Intelligent forms processing system
Abstract
This paper describes an intelligent forms processing system (IFPS) which provides capabilities for automatically indexing form documents for storage/retrieval to/from a document library and for capturing information from scanned form images using intelligent character recognition (ICR). The system also provides capabilities for efficiently storing form images. IFPS consists of five major processing components: (1) An interactive document analysis stage that analyzes a blank form in order to define a model of each type of form to be accepted by the system; the parameters of each model are stored in a form library. (2) A form recognition module that collects features of an input form in order to match it against one represented in the form library; the primary features used in this step are the pattern of lines defining data areas on the form. (3) A data extraction component that registers the selected model to the input form, locates data added to the form in fields of interest, and removes the data image to a separate image area.

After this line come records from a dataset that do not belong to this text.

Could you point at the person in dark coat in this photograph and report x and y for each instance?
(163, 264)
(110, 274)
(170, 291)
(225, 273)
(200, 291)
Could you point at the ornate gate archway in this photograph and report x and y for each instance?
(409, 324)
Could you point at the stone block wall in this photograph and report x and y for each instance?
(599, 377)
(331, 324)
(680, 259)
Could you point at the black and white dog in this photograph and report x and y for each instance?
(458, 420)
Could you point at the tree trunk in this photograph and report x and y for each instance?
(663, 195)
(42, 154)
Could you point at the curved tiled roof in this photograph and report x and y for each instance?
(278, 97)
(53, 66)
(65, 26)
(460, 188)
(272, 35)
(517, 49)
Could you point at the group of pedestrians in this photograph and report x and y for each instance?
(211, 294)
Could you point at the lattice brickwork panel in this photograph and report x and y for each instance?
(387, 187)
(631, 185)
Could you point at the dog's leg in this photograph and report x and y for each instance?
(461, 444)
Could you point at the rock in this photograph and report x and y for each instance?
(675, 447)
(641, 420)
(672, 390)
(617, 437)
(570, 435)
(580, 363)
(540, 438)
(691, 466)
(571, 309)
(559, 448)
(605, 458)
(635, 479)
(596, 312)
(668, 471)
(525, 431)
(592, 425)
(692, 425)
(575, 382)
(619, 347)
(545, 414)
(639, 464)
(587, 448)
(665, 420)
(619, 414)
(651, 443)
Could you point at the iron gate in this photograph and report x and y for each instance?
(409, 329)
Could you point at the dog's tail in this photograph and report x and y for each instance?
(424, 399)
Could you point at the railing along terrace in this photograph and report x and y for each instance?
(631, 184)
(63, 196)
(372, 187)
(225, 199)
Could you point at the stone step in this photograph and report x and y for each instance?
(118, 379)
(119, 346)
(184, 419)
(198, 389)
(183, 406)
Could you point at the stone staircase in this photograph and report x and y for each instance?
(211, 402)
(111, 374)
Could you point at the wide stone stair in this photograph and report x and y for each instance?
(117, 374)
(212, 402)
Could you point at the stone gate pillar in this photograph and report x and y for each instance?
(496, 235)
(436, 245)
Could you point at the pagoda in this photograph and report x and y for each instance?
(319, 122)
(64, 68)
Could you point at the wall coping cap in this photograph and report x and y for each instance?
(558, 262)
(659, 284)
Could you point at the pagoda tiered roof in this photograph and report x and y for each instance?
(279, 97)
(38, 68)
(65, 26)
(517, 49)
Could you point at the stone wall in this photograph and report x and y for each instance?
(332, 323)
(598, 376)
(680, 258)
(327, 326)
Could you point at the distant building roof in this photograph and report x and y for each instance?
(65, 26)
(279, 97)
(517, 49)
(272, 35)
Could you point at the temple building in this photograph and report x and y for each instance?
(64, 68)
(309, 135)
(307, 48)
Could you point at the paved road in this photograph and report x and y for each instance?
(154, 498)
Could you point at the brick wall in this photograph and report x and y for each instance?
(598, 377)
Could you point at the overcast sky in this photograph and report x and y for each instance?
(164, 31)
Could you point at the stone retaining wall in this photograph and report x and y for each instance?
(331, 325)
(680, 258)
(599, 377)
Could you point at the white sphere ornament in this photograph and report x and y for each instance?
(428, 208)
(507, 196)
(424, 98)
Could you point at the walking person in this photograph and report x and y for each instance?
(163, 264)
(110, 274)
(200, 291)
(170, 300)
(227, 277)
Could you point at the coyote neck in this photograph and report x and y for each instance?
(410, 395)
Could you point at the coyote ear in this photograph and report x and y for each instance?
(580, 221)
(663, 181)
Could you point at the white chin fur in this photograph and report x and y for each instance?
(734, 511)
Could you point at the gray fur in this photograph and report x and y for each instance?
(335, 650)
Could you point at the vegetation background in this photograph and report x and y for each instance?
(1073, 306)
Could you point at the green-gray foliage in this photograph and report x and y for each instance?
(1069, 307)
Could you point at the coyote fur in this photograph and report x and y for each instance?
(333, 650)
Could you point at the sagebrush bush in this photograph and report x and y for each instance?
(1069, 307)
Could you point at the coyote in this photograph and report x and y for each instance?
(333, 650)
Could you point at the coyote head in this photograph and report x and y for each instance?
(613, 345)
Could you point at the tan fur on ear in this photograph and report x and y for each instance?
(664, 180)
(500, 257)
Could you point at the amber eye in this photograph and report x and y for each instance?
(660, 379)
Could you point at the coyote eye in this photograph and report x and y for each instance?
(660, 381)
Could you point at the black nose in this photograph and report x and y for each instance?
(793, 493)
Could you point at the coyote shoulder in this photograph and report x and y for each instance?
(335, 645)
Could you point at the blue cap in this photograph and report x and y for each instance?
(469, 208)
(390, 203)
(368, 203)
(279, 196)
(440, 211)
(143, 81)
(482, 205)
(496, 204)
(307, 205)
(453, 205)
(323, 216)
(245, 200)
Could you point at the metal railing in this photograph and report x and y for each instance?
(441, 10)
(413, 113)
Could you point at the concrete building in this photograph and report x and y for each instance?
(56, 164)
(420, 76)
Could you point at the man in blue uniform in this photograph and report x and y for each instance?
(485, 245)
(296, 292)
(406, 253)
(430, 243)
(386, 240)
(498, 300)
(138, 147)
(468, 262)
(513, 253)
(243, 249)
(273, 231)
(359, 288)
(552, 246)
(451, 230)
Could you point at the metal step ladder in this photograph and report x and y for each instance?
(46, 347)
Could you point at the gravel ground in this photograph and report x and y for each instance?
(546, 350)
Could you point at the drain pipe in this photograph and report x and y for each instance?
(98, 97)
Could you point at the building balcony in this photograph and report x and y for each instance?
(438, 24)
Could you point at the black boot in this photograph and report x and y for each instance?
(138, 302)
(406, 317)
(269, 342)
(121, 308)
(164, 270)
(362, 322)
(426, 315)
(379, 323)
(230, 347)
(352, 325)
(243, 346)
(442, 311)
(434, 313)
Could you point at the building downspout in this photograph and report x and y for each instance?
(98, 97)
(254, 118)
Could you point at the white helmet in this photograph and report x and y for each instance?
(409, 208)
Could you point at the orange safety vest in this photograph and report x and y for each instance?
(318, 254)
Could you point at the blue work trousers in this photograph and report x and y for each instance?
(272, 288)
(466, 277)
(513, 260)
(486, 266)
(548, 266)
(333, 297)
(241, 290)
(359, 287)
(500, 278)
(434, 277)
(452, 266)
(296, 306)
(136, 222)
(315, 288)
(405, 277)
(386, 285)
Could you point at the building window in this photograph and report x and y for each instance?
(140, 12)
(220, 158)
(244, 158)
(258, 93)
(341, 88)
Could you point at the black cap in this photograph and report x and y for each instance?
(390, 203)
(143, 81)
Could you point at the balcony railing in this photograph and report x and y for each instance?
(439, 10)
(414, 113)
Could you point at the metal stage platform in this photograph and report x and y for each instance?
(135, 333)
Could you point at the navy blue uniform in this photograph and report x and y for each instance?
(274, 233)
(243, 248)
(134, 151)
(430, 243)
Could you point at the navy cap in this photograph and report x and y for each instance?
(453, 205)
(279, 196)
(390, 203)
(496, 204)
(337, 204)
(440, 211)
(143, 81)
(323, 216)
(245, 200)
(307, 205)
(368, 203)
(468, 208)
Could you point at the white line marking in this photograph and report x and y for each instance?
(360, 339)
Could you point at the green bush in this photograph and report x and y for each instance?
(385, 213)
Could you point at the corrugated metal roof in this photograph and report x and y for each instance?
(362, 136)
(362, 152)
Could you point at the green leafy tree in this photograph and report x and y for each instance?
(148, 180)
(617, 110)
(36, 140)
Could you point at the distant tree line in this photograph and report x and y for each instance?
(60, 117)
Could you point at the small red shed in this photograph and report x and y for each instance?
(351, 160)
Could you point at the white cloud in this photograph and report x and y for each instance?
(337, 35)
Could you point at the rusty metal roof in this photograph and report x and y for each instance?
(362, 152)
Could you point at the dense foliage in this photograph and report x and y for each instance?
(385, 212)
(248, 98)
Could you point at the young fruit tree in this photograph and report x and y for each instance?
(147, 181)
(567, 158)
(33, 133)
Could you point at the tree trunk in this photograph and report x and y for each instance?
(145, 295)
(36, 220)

A simple mask defining the center of the data region suffices to initiate the extraction process; search routines are invoked to track data that extends beyond the masks. Other special processing is called on to detect lines that intersect the data image and to delete the lines with minimum distortion to the rest of the image. (4) An ICR unit that converts the extracted image data to symbol code for input to data base or other conventional processing systems. Three types of ICR logic have been implemented in order to accommodate monospace typing, proportionally spaced machine text, and handprinted alphanumerics. (5) A forms dropout module that removes the fixed part of a form and retains only the data filled in for storage. The stored data can be later combined with the fixed form to reconstruct the original form. This provides for extremely efficient storage of form images, thus making possible the storage of very large number of forms in the system. IFPS is implemented as part of a larger image management system called Image and Records Management system (IRM). It is being applied in forms data management in several state government applications. © 1992 Springer-Verlag New York Inc.